What's so unprofessional about the image solution? If Facebook is one of the highest trafficked applications in the world and not at all run by amateurs, why is their method completely dismissed in the other thread about this subject?
If your answer (as in the other thread) is to not bother myself with this issue and let the users' spam filters do all the work, please explain why you feel this way. We are displaying our users' email addresses that they have given us, and I feel responsible to protect them as much as I can. If you feel this is unnecessary, please explain why.
Thanks.
It is not spammer proof. If someone looks at the code for your site and determines the pattern that you are using for your email addresses, then specific code can be written to try and decipher that.
I don't know that I would say it is unprofessional, but it prevents copy-and-paste functionality, which is quite a big deal. With images, you simply don't get that functionality. What if you want to copy a relatively complex email address to your address book in Outlook? You have to resort to typing it out which is prone to error.
Moving the responsibility to the users spam filters is really a poor response. While I believe that users should be diligent in guarding against spam, that doesn't absolve the person publishing the address from responsibility.
To that end, trying to do this in an absolutely secure manner is nearly impossible. The only way to do that is to have a shared secret which the code uses to decipher the encoded email address. The problem with this is that because the javascript is interpreted on the client side, there isn't anything that you can keep a secret from scrapers.

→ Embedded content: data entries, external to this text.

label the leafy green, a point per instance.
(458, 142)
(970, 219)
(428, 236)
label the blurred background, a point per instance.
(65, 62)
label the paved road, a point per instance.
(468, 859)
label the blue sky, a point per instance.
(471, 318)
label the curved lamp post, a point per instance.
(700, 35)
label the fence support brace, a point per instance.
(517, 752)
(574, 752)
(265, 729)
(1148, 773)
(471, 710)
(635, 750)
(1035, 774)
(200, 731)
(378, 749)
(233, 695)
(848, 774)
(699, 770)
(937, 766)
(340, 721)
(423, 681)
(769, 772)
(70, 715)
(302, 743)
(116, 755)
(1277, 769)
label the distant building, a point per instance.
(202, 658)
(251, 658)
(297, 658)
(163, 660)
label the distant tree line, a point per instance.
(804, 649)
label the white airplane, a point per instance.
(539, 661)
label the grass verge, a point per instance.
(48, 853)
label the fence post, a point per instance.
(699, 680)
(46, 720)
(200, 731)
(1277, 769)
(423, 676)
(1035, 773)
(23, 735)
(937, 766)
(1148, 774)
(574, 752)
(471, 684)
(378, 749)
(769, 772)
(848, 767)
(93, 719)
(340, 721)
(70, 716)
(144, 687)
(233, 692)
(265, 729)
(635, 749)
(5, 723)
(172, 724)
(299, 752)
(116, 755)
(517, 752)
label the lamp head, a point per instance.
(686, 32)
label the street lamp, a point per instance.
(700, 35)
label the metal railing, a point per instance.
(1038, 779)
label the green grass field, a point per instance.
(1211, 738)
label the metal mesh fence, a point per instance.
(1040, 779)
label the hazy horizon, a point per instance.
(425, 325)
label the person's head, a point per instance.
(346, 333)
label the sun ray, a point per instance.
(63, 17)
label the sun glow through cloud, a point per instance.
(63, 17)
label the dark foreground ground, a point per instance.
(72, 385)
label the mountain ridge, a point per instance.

Encoders for email addresses nowadays generally work because most email bot harvesters aren't going to concern themselves with coding specifically for every site. They are going to try and have a minimal algorithm which will get maximum results (the payoff isn't worth it otherwise). Because of this, simple encoders will defeat most bots. But if someone REALLY wants to get at the emails on your site, then they can and probably easily as well, since the code that writes the addresses is publically available.
Taking all this into consideration, it makes sense that Facebook went the image route. Because they can alter the image to make OCR all but impossible, they can virtually guarantee that email addresses won't be harvested. Given that they are probably one of the largest email address repositories in the world, it could be argued that they carry a heavier burden than any of us, and while inconvenient, are forced down that route to ensure security and privacy for their vast user base.
Quite a few reasons Javascript is a good solution for now (that may change as the landscape evolves).
Javascript obfuscation is a better mouse trap for now
You just need to outrun the others. As long as there are low hanging fruit, spammers will go for those. So unless everyone starts moving to javascript, you're okay for now at least
most spammers use http based scripts which GET and parse using regex. using a javascript engine to parse is certainly possible but will slow things down
Regarding the facebook solution, I don't consider it unprofessional but I can clearly see why purists may disagree.
It breaks accessibility standards (cannot be parsed by browsers, voice readers or be clicked.
It breaks semantic construct (it's an image, not a mailto link anymore)
It breaks the presentational layer. If you increase browser default font size or use high contrast custom CSS, it won't apply to the email.